Are we praising someone for demanding itemized timesheets? How absolutely toxic.
throwaway803453|4 years ago
Preparing/eating a meal during a meeting is admittedly perk but it doesn't affect my focus or participation.
piva00|4 years ago
If they are working 15h/week and delivering what is expected from them, who are you to guilt those into working the schedule you judge as "right"? My employer pays me to deliver them value, if I deliver the expected value for my salary in 10h instead of 40h am I in the wrong? Should I be forcing myself to work harder just because? Nah.
> I am probably also culturally biased from working class roots that overpraises hours worked and that mindset is admittedly self-defeating.
Yes, you are. I came from the same roots, had the same twisted view about "hard work" and judging others when I worked my ass off and saw some other people relaxing. After 17 years of career, this is all bullshit. I'm being paid for my expertise and my results, if my employer is happy with my results why the fuck should I bust my ass longer than needed? I have a life outside of work that I care much more about.

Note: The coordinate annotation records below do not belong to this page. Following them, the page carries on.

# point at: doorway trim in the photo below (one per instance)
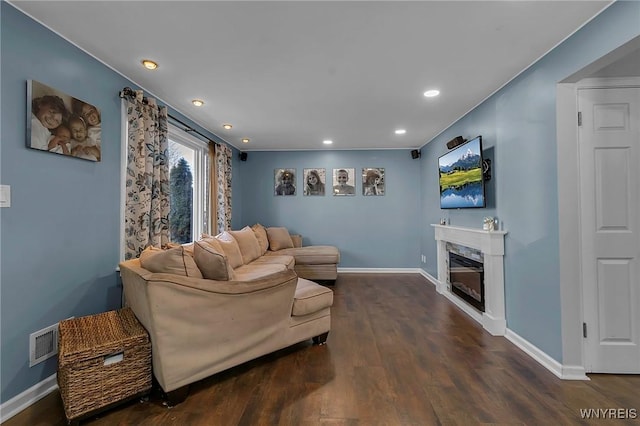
(569, 234)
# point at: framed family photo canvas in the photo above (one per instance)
(314, 181)
(284, 181)
(373, 181)
(344, 181)
(61, 124)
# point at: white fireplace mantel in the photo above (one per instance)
(491, 244)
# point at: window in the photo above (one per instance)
(189, 183)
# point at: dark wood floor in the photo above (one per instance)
(398, 354)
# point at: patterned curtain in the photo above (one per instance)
(222, 169)
(147, 184)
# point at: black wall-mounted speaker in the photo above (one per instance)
(455, 142)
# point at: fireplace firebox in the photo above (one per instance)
(466, 277)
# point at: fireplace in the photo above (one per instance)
(466, 277)
(486, 248)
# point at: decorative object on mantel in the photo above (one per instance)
(62, 124)
(490, 223)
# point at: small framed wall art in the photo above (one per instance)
(61, 124)
(373, 181)
(344, 181)
(284, 181)
(314, 181)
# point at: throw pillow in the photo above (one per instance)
(261, 235)
(231, 249)
(279, 238)
(212, 261)
(176, 260)
(248, 243)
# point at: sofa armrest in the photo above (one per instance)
(297, 240)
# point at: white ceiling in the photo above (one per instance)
(290, 74)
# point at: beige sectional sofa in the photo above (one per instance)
(221, 301)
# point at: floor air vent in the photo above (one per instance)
(43, 344)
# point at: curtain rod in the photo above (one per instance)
(128, 91)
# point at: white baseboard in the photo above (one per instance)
(25, 399)
(561, 371)
(379, 270)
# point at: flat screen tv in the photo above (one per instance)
(460, 176)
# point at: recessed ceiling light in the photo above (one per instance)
(149, 64)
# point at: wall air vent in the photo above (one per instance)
(43, 344)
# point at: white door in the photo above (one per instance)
(609, 143)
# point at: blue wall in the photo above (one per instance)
(518, 124)
(60, 237)
(371, 231)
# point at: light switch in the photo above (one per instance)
(5, 196)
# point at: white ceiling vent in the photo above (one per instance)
(43, 344)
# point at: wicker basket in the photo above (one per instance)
(103, 359)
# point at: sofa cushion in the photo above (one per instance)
(312, 255)
(248, 243)
(231, 249)
(211, 260)
(175, 260)
(255, 271)
(310, 297)
(261, 235)
(279, 238)
(288, 261)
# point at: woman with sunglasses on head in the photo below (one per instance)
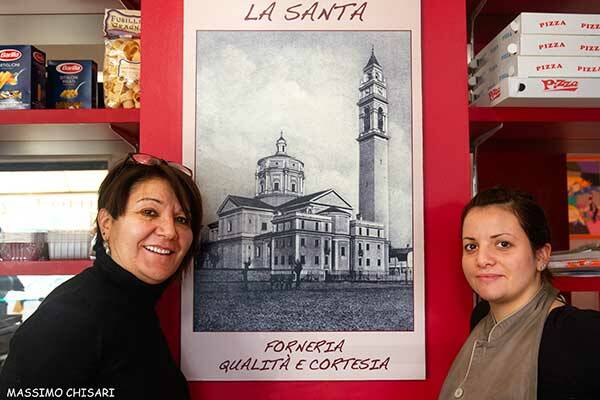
(527, 344)
(99, 330)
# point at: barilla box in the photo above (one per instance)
(22, 77)
(541, 92)
(72, 84)
(527, 24)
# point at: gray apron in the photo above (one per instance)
(500, 360)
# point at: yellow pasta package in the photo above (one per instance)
(122, 58)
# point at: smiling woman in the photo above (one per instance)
(530, 345)
(99, 330)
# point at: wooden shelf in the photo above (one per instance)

I do have a work ethic, I do my work with a lot of care, craft and thought, I deliver value and improve products and processes. I don't fucking care if I do that in 10 or 40 hours a week, it's a motivation for me to allow my laziness to be a driver for being more and more efficient and effective, so I can work less hours while delivering more value, being paid more per hour in the process.
> Preparing/eating a meal during a meeting is admittedly perk but it doesn't affect my focus or participation.
It's also a perk to have enough time (1h-1h30m) in the middle of the day to go enjoy your meal fully, to prepare it with care, without multitasking in some bullshit meeting just because you feel you need to be hyper-efficient.
The best perk I have of being a software engineer is that, comparatively to many other fields, our careers allow us to take back a lot of control of our own schedule and time.